Tuesday, August 20, 2013

Medinaceli--Getting a glimpse of the real Spain

From Madrid, Faeth and I needed to decide where to go next. While I wanted to visit southern Spain, with its cities such as Seville and Granada, we decided that instead of rushing around trying to cram everything into one trip, we’d take the leisurely route up to Barcelona, where we needed to finish so Faeth could catch her flight home. Thus, we hopped on an Alsa bus (the Spanish equivalent of a Greyhound) and headed north towards Zaragoza. But before reaching that major city, we bailed out at a tiny truck-stop town named Medinaceli.

 
Blink and you'll miss it

Faeth had found Medinaceli on the internet. Going off its population of only 800 and its rural setting, we figured it would be a refreshing break from the big cities we’d been bouncing around lately. Sure enough, the town was very laid-back. We arrived during “vacation,” a time in summer where Europeans simply take off work, pack up and drive off for a few weeks. So there was almost no one even in the town, which was fine with us. We found a cozy hotel attached to a truck stop (the private room was much appreciated!) and settled down for a day or two of relaxation.

Medinaceli’s claim to fame is a giant Roman arch in the northern part of town. (The town is divided into two parts, half at the foot of a hill and half on top of the hill.) The arch is the only three-gated Roman arch in Spain, apparently, built in the 1st-3rd centuries AD. To reach it, you had to hike about a mile and a half uphill (much easier said than done) to the “old part” of town. Faeth and I did that the afternoon we arrived. Besides the arch, we saw an old Arabic gateway and the ruins of Roman walls. We might not have made it to Hadrian’s Wall, but we finally got to see some Roman architecture anyway!

It's a pretty big arch!

We also visited the castle of Medinaceli, where the Dukes of Medinaceli lived until moving into the Ducal Palace (Palacio Ducal). The castle was in ruins now, but if you were willing to climb over piles of stones and push through weeds, you could go up to the crumbling building and peer over its walls. Here's an odd side-note: part of the castle's interior had been converted into a funeral home. I know, weird...
Can't you just imagine El Cid surveying the Spanish countryside from that tower?
 
The Ducal Palace, meanwhile, has since been converted into an art museum. For only 2 euro each, we were able to wander modern art exhibits, some of which were very thought-provoking. There was a special collection of photographs when we visited, revolving around the ideas of distance and time.
Faeth converts this exhibit into "living art"
 
Perhaps the best part of the museum, though, was the Roman mosaic that had been rescued and restored. It was a giant picture of animals, composed of thousands of tiny mosaic pieces. The restoration had taken years and was still not completed, but the mosaic was still impressive nevertheless.

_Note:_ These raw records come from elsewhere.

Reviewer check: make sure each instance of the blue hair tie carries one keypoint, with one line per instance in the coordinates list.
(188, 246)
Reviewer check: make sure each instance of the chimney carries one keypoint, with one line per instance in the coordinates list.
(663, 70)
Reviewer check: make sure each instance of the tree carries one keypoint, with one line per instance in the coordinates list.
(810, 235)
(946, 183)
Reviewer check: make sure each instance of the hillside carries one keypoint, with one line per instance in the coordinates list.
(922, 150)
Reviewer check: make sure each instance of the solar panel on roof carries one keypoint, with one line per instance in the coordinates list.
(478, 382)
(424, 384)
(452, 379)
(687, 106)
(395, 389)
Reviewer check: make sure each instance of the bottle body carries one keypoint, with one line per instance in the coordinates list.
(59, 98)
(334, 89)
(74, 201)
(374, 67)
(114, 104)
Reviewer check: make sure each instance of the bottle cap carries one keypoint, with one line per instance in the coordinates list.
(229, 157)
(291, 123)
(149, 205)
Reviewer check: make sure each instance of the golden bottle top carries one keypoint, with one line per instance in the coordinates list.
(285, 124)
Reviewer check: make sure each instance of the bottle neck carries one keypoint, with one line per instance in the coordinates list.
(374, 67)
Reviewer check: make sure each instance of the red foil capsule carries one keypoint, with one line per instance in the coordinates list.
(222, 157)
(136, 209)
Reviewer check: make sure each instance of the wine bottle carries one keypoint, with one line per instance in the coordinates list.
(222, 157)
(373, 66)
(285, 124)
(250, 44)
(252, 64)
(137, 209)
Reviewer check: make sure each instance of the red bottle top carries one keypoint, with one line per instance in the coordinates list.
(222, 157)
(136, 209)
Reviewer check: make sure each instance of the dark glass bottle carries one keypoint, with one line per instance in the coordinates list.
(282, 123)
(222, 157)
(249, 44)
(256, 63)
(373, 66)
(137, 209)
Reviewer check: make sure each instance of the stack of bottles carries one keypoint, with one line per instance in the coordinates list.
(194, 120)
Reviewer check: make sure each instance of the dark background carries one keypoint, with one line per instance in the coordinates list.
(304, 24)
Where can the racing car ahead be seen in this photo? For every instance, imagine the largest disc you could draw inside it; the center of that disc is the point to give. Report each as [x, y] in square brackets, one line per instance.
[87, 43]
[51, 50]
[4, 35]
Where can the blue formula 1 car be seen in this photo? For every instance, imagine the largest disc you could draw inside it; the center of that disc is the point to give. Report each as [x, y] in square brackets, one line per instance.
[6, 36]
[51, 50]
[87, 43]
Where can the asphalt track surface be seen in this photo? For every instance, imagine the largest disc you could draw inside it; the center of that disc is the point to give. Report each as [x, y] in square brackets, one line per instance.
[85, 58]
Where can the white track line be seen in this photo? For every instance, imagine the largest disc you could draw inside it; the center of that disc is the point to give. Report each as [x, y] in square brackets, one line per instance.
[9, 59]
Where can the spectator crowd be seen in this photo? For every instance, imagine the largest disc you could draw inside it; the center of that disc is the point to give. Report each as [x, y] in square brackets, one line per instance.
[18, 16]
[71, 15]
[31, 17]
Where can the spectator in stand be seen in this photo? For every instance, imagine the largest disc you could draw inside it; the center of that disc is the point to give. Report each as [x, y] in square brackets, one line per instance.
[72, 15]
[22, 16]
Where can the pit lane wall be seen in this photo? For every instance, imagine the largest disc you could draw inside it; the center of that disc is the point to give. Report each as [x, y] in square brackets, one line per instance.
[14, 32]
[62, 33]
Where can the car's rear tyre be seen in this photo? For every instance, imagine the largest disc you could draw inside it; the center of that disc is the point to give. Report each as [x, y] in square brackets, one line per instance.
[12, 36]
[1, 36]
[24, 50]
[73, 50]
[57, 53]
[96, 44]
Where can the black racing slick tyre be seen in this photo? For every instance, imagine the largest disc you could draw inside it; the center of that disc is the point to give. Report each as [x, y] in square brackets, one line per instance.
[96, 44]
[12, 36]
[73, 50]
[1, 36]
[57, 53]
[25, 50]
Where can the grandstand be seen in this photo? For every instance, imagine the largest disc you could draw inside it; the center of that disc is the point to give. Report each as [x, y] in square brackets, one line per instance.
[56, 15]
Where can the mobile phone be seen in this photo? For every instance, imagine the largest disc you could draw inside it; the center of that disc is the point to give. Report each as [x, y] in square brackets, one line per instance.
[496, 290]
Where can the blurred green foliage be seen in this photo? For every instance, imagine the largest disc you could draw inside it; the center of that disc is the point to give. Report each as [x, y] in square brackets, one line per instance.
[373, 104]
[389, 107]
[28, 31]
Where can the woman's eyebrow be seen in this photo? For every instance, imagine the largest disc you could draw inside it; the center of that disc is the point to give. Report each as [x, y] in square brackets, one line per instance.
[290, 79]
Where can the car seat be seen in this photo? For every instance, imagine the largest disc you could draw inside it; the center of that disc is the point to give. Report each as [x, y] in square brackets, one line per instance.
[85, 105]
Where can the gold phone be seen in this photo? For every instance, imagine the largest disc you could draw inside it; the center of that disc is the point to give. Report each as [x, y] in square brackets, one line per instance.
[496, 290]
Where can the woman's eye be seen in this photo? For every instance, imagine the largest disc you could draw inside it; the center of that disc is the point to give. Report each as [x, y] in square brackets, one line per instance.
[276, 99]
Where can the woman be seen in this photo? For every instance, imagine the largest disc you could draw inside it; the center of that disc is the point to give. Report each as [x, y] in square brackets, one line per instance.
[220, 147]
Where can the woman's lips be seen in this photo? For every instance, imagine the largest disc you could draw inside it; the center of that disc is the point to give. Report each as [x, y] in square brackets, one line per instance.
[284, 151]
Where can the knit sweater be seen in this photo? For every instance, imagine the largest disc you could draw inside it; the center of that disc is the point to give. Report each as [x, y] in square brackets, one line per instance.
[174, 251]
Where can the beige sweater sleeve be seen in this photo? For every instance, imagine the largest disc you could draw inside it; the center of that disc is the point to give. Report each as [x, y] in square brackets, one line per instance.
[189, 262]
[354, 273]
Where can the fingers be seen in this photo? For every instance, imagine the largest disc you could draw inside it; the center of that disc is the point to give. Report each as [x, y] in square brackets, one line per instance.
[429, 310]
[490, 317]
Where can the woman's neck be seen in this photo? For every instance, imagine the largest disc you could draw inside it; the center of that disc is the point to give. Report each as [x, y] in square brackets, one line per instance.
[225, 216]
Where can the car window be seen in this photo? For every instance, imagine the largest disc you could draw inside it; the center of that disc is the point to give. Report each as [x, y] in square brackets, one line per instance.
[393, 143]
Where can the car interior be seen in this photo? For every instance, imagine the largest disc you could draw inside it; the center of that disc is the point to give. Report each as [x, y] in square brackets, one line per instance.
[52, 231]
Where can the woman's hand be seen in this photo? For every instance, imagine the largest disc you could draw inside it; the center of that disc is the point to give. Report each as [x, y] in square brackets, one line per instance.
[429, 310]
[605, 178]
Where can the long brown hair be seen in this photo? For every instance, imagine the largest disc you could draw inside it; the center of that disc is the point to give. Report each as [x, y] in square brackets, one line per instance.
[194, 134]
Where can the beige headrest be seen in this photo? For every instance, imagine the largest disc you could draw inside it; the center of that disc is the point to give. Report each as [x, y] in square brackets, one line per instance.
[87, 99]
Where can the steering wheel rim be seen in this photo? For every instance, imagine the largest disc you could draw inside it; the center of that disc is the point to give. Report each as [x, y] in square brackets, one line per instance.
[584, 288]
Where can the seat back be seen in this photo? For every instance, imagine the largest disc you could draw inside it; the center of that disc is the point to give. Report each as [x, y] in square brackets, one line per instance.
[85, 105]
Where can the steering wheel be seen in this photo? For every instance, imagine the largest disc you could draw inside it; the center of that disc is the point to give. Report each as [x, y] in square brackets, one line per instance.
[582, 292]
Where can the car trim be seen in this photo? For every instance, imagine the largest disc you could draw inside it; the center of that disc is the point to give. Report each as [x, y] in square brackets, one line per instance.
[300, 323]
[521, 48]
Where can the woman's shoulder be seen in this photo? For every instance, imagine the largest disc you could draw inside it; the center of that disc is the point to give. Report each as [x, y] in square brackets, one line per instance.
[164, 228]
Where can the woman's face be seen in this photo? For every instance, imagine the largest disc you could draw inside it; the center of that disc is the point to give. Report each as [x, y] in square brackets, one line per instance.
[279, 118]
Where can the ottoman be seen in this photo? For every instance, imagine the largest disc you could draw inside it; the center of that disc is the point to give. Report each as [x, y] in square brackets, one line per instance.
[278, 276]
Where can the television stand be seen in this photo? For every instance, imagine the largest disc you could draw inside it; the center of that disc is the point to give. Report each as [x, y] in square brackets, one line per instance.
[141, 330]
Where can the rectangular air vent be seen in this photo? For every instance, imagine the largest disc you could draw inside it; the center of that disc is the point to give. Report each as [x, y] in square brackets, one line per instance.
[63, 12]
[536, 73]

Can you imagine how long it must have taken to create that?

We stayed in Medinaceli for two days. The second day, we tried to walk “El Camino del Cid” (The walkway of el Cid), named after Spain’s famous champion. El Cid was a Castilian nobleman in the 1000s who helped drive the Moors out of Spain. He’s one of Spain’s greatest heroes. Unfortunately, his “camino” was more of a scenic highway now, so we couldn’t safely explore it. We did get to see some of it the day we left, though, since our taxi took the route for some time. We had hoped to take the Alsa bus onwards to the next stop, but the bus only dropped people off at Medinaceli; you couldn’t board it. The same thing happened with the train. We were a little worried at first, wondering if we’d gotten ourselves stuck in the middle of nowhere, but the hotel staff helped us get a taxi and get on our way. While it was more expensive, the scenery almost made it worth it: harsh cliff faces, vivid red dirt, twisting forests. It felt like we were in the Wild West all of a sudden. Spain is full of stark, contrasting scenery. That’s one of the things I love most about this country: one hour you’re at the beach, the next you’re in a desert (รก la Medinaceli).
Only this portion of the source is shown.